Depuis huit jours nous avons revu beaucoup de nos amis ; les uns reviennent des eaux de Vichy et de Baden, les autres arrivent de Dieppe et de Trouville. Après avoir passé quelques heures à Paris, ils iront s’enfoncer dans leurs terres où ils resteront jusqu’au mois de décembre, et peut-être même de janvier ; car les gens du monde commencent à prendre au sérieux l’état de propriétaire. Depuis quand cela ? depuis qu’il est question de l’abolissement de la propriété. Les mauvaises pensées ont cela de bon, qu’elles inspirent les sages résolutions ; c’est le danger qui fait le courage ; qui n’a rien à craindre n’a rien à faire ; de même ce sont les vilaines actions qui font naître les beaux dévouements. Les hommes méchants ne sont sur la terre que pour exalter l’héroïsme des hommes généreux. Croyez-vous donc que Dieu permettrait le mal s’il ne devait pas servir à exciter le bien ?

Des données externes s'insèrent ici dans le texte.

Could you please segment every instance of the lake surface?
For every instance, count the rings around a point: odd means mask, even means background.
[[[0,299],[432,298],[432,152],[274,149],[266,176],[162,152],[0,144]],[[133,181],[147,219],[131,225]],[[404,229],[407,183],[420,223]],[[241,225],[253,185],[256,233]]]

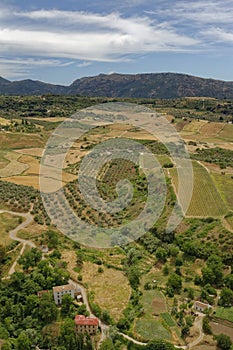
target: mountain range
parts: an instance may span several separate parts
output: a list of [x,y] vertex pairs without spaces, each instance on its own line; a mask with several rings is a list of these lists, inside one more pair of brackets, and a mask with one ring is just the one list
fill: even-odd
[[180,73],[99,74],[69,86],[35,80],[9,81],[0,77],[2,95],[82,95],[131,98],[216,97],[233,99],[233,82]]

Les voyageurs qui arrivent de Trouville racontent qu’ils s’y sont fort amusés. Nous avons peine à braver leur fureur. Ils nous accusent d’avoir calomnié l’Océan dans la personne de son plus séduisant rivage. Il paraît que Trouville n’est pas un séjour indifférent ; on ne saurait en parler de sang-froid ; l’on l’abhorre ou bien on l’adore. Notre spirituel correspondant nous avait dit : Les chemins de Trouville sont affreux ; nos amis indignés s’écrient : Les chemins de Trouville sont superbes ! Il avait dit aussi : Les auberges y sont détestables, on dîne fort mal à l’Agneau d’or ; nos amis indignés répondent : Les auberges sont excellentes, nulle part on ne dîne mieux qu’à l’Agneau d’or… Il avait osé dire encore : On n’y mange que des crevettes et des naufragés. Nos amis toujours plus indignés s’écrient, trahissant leur férocité : quelle calomnie ! nous en avons demandé, et justement il n’y en avait pas ! et puis ils recommencent à nous reprocher d’avoir calomnié Trouville, ce séjour de délices où la mer était si belle, où les femmes étaient si jolies, où l’on se plaisait tant, où l’on a juré de revenir l’été prochain. Mais dans leurs réclamations, ils sont interrompus par les arrivants de Dieppe, qui viennent se plaindre à leur tour – du mal qu’on a dit d’eux, - non du mal que l’on n’a pas dit. – Quoi ! pas un mot de Dieppe ! s’écrient-ils, vous avez parlé trois fois de Trouville, et vous n’avez rien dit de nous […].